呼吸が荒い。それでも体を横にしてなんとか上体を起こそうとする。
「ぐっ……」
胸が痛い。折れたか。分からない。吐き気はしない。吐血もない。内臓がやられていないのはなんとなく安心した。
けど、
「赤煌が」
砕けていた。人を殺すのが嫌だから、それでも戦場に立たなければならなくなったから。タヒラ姉さんの紹介で鍛冶屋に特注で作ってもらったもの。
「壊れちゃった……か」
それがタヒラ姉さんとの、いや、グーシィンとの家族との絆を表しているようで、どことなく気持ちが沈む。
「あはははっ、よく飛んだねぇ! けど、もうおしまいかな。さようなら、小さな軍神さん」
小太郎だ。
この男。許せない。そう思いたい気持ちがどうも沸かない。
騙されたのに。裏切られたのに。兵を殺されたのに。こうして赤煌を壊されたのに。
いや、分かってる。
たった数か月だったけど、彼とは友達のように過ごしてきた日々が、いまだに彼が敵であることを拒んでいるようで。
それにあの“さら”と呼ばれた彼女。
最初は恐るべき暗殺者だった彼女。だが次に会った時に彼女は警告してくれた。こうして小太郎が裏切って初めて分かった。なのに僕は彼女の言葉を聞かず、それでも彼女は再三にわたって警告してくれた。
彼女はいったい何だったのだろう。
先ほど小太郎と入れ替わりのように消えてしまった彼女。
「じゃあ、自分らのために……死んでよ」
あぁ、そんなことを考えている場合じゃないのに。
苦痛と諦めが、思考と判断力を奪っていた。
小太郎がそれだけで人の頭部の何倍もある拳を振り上げる。
その目標は間違いなく僕。
あんなものが直撃したら、僕という人間がこの世から跡形もなくにじり潰されてしまうだろうもの。なのにどうも実感がない。これほど異常な死を認めろだなんて、この死にあふれた世界に適応を初めていた僕でさえも、土台無理な話なのかもしれない。
だからその拳が振り下ろされ――
「イリス!!」
衝撃。
何が、と思うまでもない。
あの拳を受ければそれこそぺたんこになってしまうのだから、痛みも何もないはず。
なのにそれがしたのは、衝撃が上からではなく横からで、それによって僕は地面に投げ出され、そして地面を粉砕する小太郎の拳は、ワンテンポ遅れて、さらに自分がいた場所から少し位置をずらして着弾した。
何が。
思って開いた目に飛び込んできたのは、決死の形相で僕を抱え込むようにしていたトルシュ兄さんだった。
「イリス、逃げろ!」
「兄……さん」
訳が分からなかった。これまで、あれだけさんざん毛嫌いしてきたのに。少し間は詰まった気がしたけど。まだろくに話してもいないのに。それなのに。なぜ。

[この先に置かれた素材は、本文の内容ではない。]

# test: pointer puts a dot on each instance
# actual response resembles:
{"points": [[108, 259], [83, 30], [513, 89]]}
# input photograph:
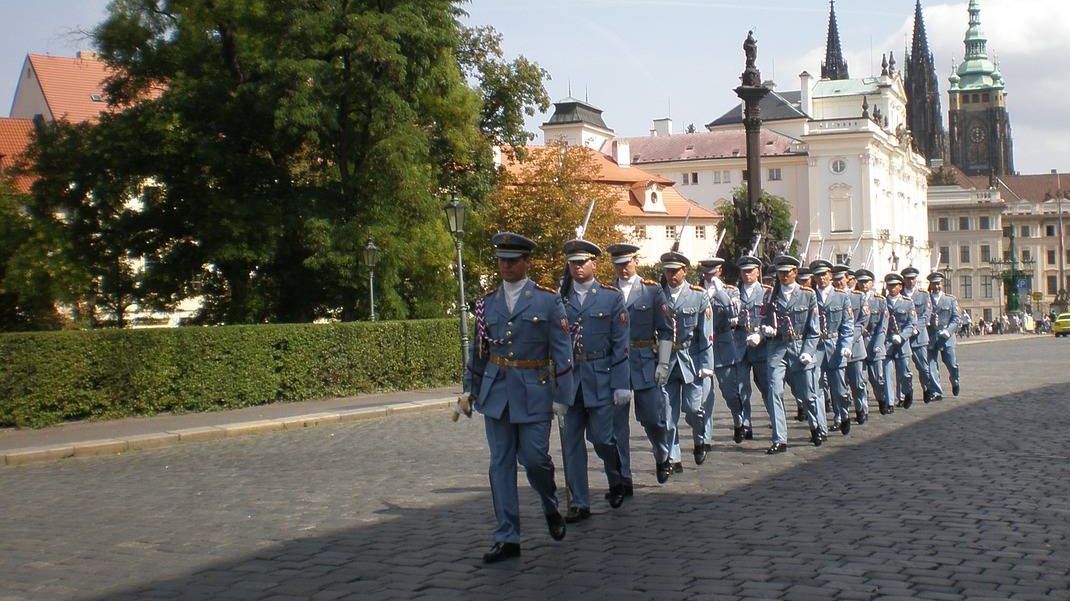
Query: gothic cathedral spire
{"points": [[834, 66], [923, 116]]}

「なにがあっても家族は守る。それがグーシィン家の掟だ!」
怒鳴られた。あの物静かに見えたトルシュ兄さんが、怒りを露わに――いや、怒っているわけじゃない。ただ必死なだけだ。必死に、思いを露わに生きているだけだ。
そしてそれは、今の僕にとってとても好ましく、そして何より欲しているものだったのかもしれない。
「でも……」
悪いけどトルシュ兄さんで、あの小太郎に太刀打ちできるとは思えない。そうなれば2人とも死ぬことになる。残された父さん、兄さん、姉さんの悲しみは計り知れないだろう。
「大丈夫だ。彼女も手伝ってくれる」
「彼女?」
思った瞬間、風が舞った。
「ちっ、そういえば異能使いはまだいたっけか」
小太郎が舌打ちする。
その視線の先。僕らを遮るように、1人の異装の女性がそこにいた。
「やれやれ。君とは良き友であったと思ったが。ボクの大事な人に手を出すのを、看過するわけにはいかない。というわけで助太刀申し出る。裏切り者を涅槃へと送り込む羅刹とボクはなろう」
「琴さん!」
混沌とする戦場の中、彼女の凛とした立ち姿が、なんとも頼もしく思えた。